Each type of event (such as an incoming text message, or a phone call status change) sends a webhook with a format that corresponds to that type.
For incoming phone calls, Twilio will make an HTTP request to your server that expects TwiML as a response. This HTTP request may either be a
GET or a
POST. Typically, you will want those HTTP requests to be encrypted with TLS, and sent over an HTTPS connection.
For inbound text messages, Twilio will send an HTTP
POST request to your server with a body that uses the application/x-www-form-urlencoded encoding. View the list of parameters sent in that request.
Your web application will respond to a Twilio webhook differently, depending on what type of event it is. If you are receiving a webhook for an inbound text message, your application would respond with TwiML for Programmable SMS. For an inbound voice call, your application would produce TwiML for Programmable Voice. Inbound faxes would respond with TwiML for Programmable Fax.
Other events may simply require that your web application responds with a simple HTTP
200 OK - for instance, a Programmable Voice status callback webhook. This is typically for events where Twilio is informing your web application that an event has occurred but is not expecting interaction.
Twilio will send an
X-Twilio-Signature HTTP Header with all webhooks. This signature uses your account's auth token to create a digital signature from the content of the request (the parameters being sent via either the
POST method). To verify that an inbound request comes from Twilio, use the Twilio Server-Side SDKs to validate the request for you with the RequestValidator.
Find more security information and tutorials for validating inbound webhooks on the Webhooks Security page.
There are a couple of different options - the first is to mimic the incoming Twilio request using a tool like Paw or Postman that lets you easily send HTTP requests to your endpoint. This is very helpful for debugging locally on your own computer.
Next, Twilio provides a Debugger as part of the Twilio Console. The Debugger will list any errors that Twilio finds when it sends a webhook to your application. For more about the Debugger, see this step-by-step guide to Debugging Webhooks.

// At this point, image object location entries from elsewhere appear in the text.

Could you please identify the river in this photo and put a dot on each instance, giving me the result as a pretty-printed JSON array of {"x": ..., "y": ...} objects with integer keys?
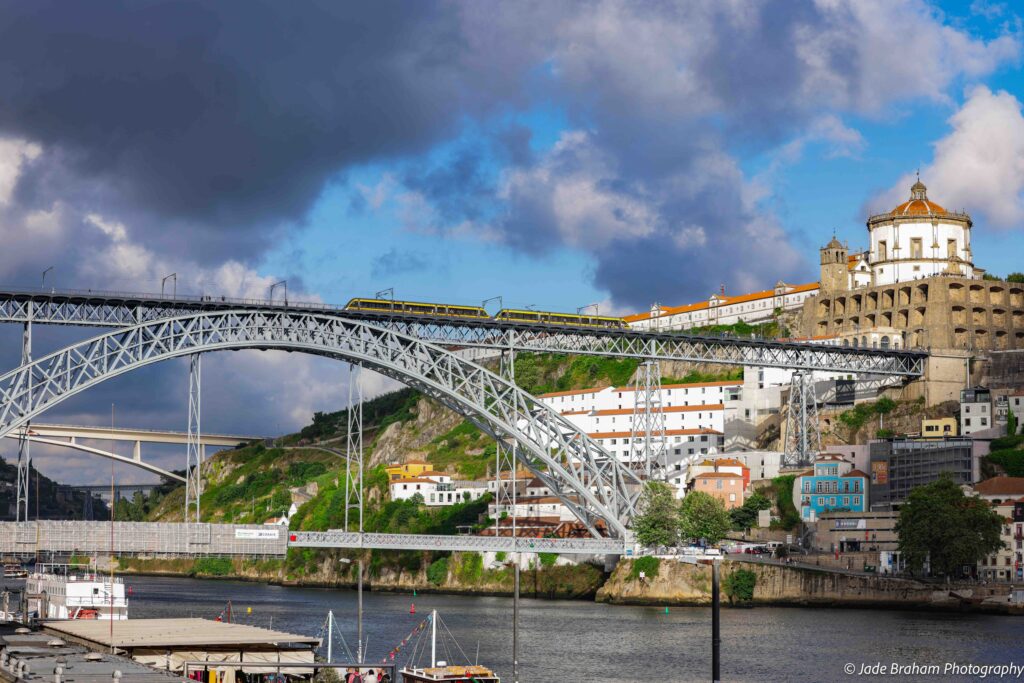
[{"x": 585, "y": 641}]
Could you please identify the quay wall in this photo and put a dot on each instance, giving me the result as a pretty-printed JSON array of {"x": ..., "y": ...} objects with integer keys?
[{"x": 682, "y": 584}]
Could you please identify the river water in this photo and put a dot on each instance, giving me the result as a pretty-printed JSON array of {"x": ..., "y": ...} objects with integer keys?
[{"x": 584, "y": 641}]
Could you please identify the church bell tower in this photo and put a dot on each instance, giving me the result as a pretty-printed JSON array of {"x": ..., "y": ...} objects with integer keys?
[{"x": 835, "y": 273}]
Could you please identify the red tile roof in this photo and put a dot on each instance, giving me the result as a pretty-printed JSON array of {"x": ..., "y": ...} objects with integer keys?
[{"x": 1000, "y": 486}]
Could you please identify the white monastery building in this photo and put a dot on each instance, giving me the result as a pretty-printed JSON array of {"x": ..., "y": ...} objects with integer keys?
[{"x": 918, "y": 239}]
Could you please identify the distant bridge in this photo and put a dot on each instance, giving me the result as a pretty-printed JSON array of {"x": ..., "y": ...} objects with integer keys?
[
  {"x": 105, "y": 309},
  {"x": 173, "y": 540},
  {"x": 68, "y": 436}
]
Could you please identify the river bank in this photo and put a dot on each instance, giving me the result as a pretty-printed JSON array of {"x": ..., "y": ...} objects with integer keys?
[
  {"x": 670, "y": 584},
  {"x": 579, "y": 640},
  {"x": 462, "y": 573}
]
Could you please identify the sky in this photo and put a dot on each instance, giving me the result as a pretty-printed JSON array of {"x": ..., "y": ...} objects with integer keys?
[{"x": 556, "y": 155}]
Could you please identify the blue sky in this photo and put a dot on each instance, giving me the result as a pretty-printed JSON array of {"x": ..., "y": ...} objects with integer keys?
[{"x": 556, "y": 155}]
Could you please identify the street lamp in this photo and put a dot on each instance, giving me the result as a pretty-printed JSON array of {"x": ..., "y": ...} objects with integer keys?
[
  {"x": 283, "y": 283},
  {"x": 501, "y": 304},
  {"x": 163, "y": 282},
  {"x": 716, "y": 633}
]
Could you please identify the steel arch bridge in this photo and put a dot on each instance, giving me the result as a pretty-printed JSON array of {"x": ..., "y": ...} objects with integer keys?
[{"x": 596, "y": 486}]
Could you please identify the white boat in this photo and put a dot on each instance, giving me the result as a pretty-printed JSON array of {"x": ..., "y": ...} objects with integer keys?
[
  {"x": 442, "y": 672},
  {"x": 74, "y": 592},
  {"x": 14, "y": 570}
]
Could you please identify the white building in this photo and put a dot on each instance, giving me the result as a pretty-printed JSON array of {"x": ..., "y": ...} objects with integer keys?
[
  {"x": 695, "y": 416},
  {"x": 976, "y": 410},
  {"x": 436, "y": 488},
  {"x": 722, "y": 309},
  {"x": 919, "y": 239}
]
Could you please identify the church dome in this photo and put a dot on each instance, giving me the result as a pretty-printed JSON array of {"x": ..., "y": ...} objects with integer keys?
[{"x": 919, "y": 205}]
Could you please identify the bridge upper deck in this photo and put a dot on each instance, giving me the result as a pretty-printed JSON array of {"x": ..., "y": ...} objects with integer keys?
[{"x": 115, "y": 309}]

If you would like to view historical data about errors or warnings when Twilio calls your webhook, you can use the Monitor REST API to retrieve alerts. You may also set up Monitor Alert Triggers to notify you when an error or warning occurs.
Last, Twilio also provides a Request Inspector in the Console for each Voice Call. This Request Inspector is at the bottom of the call record in the Call Logs section of the Console, which can be found under Programmable Voice, and then in the Calls Section.
The request inspector will show the exact HTTP request that Twilio made, along with the HTTP response that your web application provided. These logs are kept for 30 days.
For more about the Request Inspector, as well as other tips for debugging, see this Support Article for Debugging your application.
Twilio uses a pool of IP addresses to send webhook requests. As such, there is not a specific range of IP addresses that you should allow for Twilio webhooks. Instead, we suggest that you consider placing some servers in a DMZ and proxying the Twilio webhook request through those servers to your application servers.
For more, see this Support Article about Which IP addresses will Twilio's requests come from?
You can use ngrok or another tool to set up a tunnel between a web server running on your local computer, and a publicly accessible web URL that you can provide to Twilio to use for webhooks.
For directions to set up ngrok with your own environment, follow one of these tutorials:
Twilio Regions enable you to isolate the processing of your Twilio communications to a specific geographic location. If your applications handle traffic in multiple regions you may need to know which one was used for a given webhook. For this purpose, all webhooks will contain an HTTP header
X-Home-Region containing the specific region.